I feel I should pray, so I kneel and place my head on the bricks. But I am too distracted. When I close my eyes, unrelated images flash across them. Ramesh drinking tea as he leafs through a paper, a stray cat I used to feed as a child, the Shiva temple where Ashok presses his marigold-scented lips on mine, the back of Singhji’s turbaned head as he drives Anju and me to school, the way a fugitive sorrow flits across Anju’s veiled face as she watches Sunil watching me at our wedding. So much unfulfilled desire in this world, so many people in need of help. What—who—shall I pray for?
The woman who’s been beating her head on the concrete sits up and looks around confusedly. She is just a girl, maybe sixteen or seventeen, and pretty in her rural, dark-skinned way, though right now her forehead is bruised and bleeding and there is an unfocused look in her eyes. I am torn between pity and revulsion. I want to comfort her, to bathe her forehead and hold her by the hand. But also I want to run from this horrifying place, so like—the image comes to me from a class I took in my final year of school—one of the circles of Dante’s Inferno. Desperately I try to remember that there is a saner world where women study and work and go shopping and visit the cinema with their girlfriends, where it is permissible for them to live normal lives even if they cannot be mothers. I repeat to myself the names of classmates who I’ve heard have become doctors and teachers and famous dancers, but they are too far away. Reality is this bloodied, weeping girl next to me. A sludgy fear clogs my throat. How long before I too am driven to a similar desperation?
The girl makes a wheezing sound in her throat. Against my better judgment I lean closer to listen, and between my breasts Ashok’s letter crackles like a bay leaf that has been thrown into scalding oil.
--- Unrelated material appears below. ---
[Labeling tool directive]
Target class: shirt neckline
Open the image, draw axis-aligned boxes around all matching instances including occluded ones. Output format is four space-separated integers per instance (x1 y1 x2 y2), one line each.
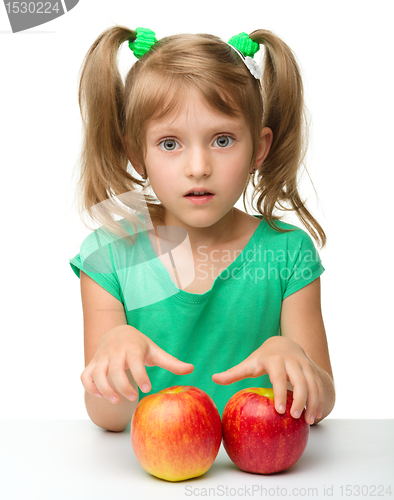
138 215 267 303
“I heard the goddess. She spoke. But I didn’t understand
her. She said”—here the girl’s voice grows low and guttural, as though it is someone else’s—”
you must choose between your two loves, for only one love is allowed to a woman
.”
The girl’s words make me shiver in spite of the heat. The air around me is startled still. The white eye bores into me.
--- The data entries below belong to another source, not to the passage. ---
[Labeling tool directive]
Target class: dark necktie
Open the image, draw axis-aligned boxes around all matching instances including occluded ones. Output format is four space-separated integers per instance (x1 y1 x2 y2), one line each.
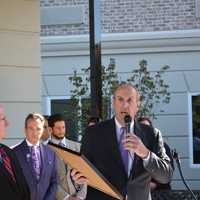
119 127 128 174
0 148 16 182
58 142 65 147
31 146 40 180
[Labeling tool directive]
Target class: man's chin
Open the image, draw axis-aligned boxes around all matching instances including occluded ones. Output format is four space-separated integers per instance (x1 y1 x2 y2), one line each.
53 135 65 140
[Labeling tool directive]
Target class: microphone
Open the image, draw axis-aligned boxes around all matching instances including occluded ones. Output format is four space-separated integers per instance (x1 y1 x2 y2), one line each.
26 153 31 162
124 115 132 133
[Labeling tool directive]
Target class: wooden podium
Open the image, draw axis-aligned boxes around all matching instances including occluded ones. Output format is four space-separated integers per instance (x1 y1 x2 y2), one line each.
48 142 123 200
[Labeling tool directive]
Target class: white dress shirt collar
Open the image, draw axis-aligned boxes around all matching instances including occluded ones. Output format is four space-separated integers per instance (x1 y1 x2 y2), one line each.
26 139 40 147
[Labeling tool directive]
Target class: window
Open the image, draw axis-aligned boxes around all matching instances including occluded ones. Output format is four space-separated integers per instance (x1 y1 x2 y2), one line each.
47 96 88 141
189 94 200 167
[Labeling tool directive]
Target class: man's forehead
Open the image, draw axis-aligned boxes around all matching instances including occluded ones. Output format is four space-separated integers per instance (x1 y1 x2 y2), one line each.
115 87 137 98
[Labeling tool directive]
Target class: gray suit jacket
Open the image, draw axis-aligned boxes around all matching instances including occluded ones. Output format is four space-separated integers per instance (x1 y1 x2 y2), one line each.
51 138 87 200
81 119 173 200
13 140 58 200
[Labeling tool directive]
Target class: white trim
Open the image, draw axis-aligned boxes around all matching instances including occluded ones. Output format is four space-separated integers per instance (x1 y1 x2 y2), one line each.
188 93 200 168
41 29 200 57
45 96 70 115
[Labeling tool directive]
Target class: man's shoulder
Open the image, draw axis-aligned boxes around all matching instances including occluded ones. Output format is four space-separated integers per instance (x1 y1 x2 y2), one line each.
11 140 25 152
65 138 81 152
0 143 12 153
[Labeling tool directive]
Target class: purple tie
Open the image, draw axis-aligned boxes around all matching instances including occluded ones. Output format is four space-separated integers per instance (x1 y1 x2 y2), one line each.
31 146 40 180
119 127 128 174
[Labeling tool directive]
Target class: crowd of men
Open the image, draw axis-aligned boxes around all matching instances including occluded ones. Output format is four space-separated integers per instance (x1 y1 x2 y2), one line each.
0 84 173 200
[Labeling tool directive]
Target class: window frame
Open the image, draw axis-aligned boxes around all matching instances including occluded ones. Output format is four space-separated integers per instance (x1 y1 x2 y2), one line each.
188 92 200 168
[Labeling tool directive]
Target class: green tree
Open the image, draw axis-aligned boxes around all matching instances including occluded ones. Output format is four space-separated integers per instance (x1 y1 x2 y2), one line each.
69 58 170 132
127 60 170 119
The girl clutches at the edge of my sari with chipped nails, her words coming in gasps. “But I don’t have two loves, not even one. Or else why would I be here like this, waiting and fasting for two days now? You explain it, Didi. You look like a school-educated woman. I’ll tell you my story. You tell me what the goddess meant. Three years this monsoon, I’ve been married. Haven’t had any babies. My husband’s family’s been upset with me ever since the wedding. They say my parents didn’t give them enough, even though my poor father gave them everything he had. I tried to run away home, but my parents sent me back. They couldn’t afford my weight on their shoulders, they said. I understood that. I accepted my in-laws’ slaps and curses. But now they’re planning something else, I know it. I overheard the whispers at the women’s lake. They want to get my husband married again. He’d be happy enough to. He never did care for me, thought I was too dark from the start.”
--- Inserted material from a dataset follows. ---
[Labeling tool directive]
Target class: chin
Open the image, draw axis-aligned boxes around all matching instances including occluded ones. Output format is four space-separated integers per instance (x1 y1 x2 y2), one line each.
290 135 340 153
“Will they send you back to your parents?” I ask.
The girl shakes her head. Her nostrils flare like those of an animal ringed by fire. “By the rules of our community, they’d have to return my dowry then. But if I die, if there’s an accident, like what happened a few months back to the washerman’s wife, while she was cooking—”
Her words lacerate my skin, nails of rust and ice. I’ve heard of such “accidents.”
“But if I’m pregnant, they wouldn’t do it. They’d forgive me all my faults if I can give them a son. That’s why I’m here. I decided I wasn’t going to leave until the goddess gave me an answer. Now she has, and I don’t understand it.”
But I do
, I think, as I watch the girl, who has broken into sobs. If those are indeed the goddess’s words—and they must be,
for this poor girl is incapable of making them up—then I, Sudha, am the one they’re meant for. I am the one who wants it all, the passion of a lover, the adoration of a child. The one who was foolish enough to believe that it is possible for a woman to possess so much happiness.